A note on using scp, sftp, and rsync
In a Unix environment scp, sftp, and rsync are commonly used to copy
data between hosts. While these tools work fine in a local environment,
they perform poorly on a WAN. The openssh
versions of scp and sftp have a
built in 1 MB buffer (previously only 64 KB in openssh older than
version 4.7) that severely limits performance on a WAN. Even though
rsync is not part of the openssh distribution, rsync typically uses ssh
as transport and is therefore subject to the limitations imposed by the
underlying ssh implementation. DO NOT USE THESE TOOLS if you need to
transfer large data sets across a network path with a RTT of more than
around 25ms.
A patch to fix this problem is available from the
Pittsburgh Supercomputer Center.
This patch makes it possible to optimize single stream performance on a WAN. However, to fully optimize
bulk data transfers over a WAN we recommend using one of the parallel stream tools described below. More information on sftp
tuning is described below as well.
Selecting a File Transfer Tool
When selecting a file transfer tool, one of the first things to decide is which security model you require.
The basic set of options are:
- anonymous: (e.g.: FTP, HTTP) anyone can access the data
- simple password: (e.g.: FTP, HTTP) most sites no longer allow this method since the password can be easily captured
- password encrypted: (e.g.: bbcp, bbftp, GridFTP, FDT) control channel is encrypted, but data is unencrypted
- everything encrypted: (e.g.: scp, sftp, rsync over ssh, GridFTP, HTTPS-based web server) both control and data channels are encrypted
In general, most open science projects seem to prefer option #3.
If you require option #4 over a WAN, the choice of tools that perform well over a WAN is limited to GridFTP with X509 keys, or
possibly HPN-patched ssh tools (e.g. HPN-patched scp/sftp or rsync over HPN-patched ssh).

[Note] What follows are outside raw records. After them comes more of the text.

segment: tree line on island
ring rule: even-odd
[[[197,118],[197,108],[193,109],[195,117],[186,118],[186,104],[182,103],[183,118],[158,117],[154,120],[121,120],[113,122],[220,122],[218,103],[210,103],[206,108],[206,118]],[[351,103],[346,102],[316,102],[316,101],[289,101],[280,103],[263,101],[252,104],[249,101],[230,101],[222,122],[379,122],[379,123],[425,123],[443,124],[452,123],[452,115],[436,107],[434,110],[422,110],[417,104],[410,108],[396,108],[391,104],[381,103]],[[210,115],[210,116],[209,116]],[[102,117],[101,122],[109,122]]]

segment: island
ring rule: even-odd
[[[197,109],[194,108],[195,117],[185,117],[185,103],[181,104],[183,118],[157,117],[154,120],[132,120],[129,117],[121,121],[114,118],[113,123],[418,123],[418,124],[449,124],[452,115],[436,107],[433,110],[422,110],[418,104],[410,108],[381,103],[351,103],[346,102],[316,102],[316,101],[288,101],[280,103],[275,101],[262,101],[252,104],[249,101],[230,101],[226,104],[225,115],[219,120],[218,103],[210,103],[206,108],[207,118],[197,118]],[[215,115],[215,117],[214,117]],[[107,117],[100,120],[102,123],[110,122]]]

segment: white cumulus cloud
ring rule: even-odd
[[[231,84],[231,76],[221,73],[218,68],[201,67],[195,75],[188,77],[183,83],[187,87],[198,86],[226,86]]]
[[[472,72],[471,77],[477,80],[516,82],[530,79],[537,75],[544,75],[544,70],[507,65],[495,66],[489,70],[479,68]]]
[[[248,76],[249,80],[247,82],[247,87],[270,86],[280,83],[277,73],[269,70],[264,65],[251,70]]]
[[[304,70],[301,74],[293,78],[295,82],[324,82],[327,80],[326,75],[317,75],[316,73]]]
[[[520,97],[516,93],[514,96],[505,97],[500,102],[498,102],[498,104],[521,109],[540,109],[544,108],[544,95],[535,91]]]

The other issue is whether or not you have the requirement and/or ability to set up a server. HTTP and FTP
based tools require a system administrator to install a web or FTP server. Other tools such
as bbcp and GridFTP only require an sshd server to be installed by the administrator, and everything else
can be install as a normal user.
In order to obtain maximum throughput over a high-speed WAN, one needs use a file transfer
tool that includes the following features:
- Parallel data streams
- Ability to set the TCP buffer size
- Luckily this is becoming less important, as Linux, FreeBSD, OSX, and Windows Vista
now all include "TCP buffer autotuning". Other OSes will likely follow.
Note that is it still important to
increase the maximum TCP buffer size
even on a system that does TCP autotuning.
There are a large number of
file transfer programs available, but unfortunately
almost none of them provide both of these features.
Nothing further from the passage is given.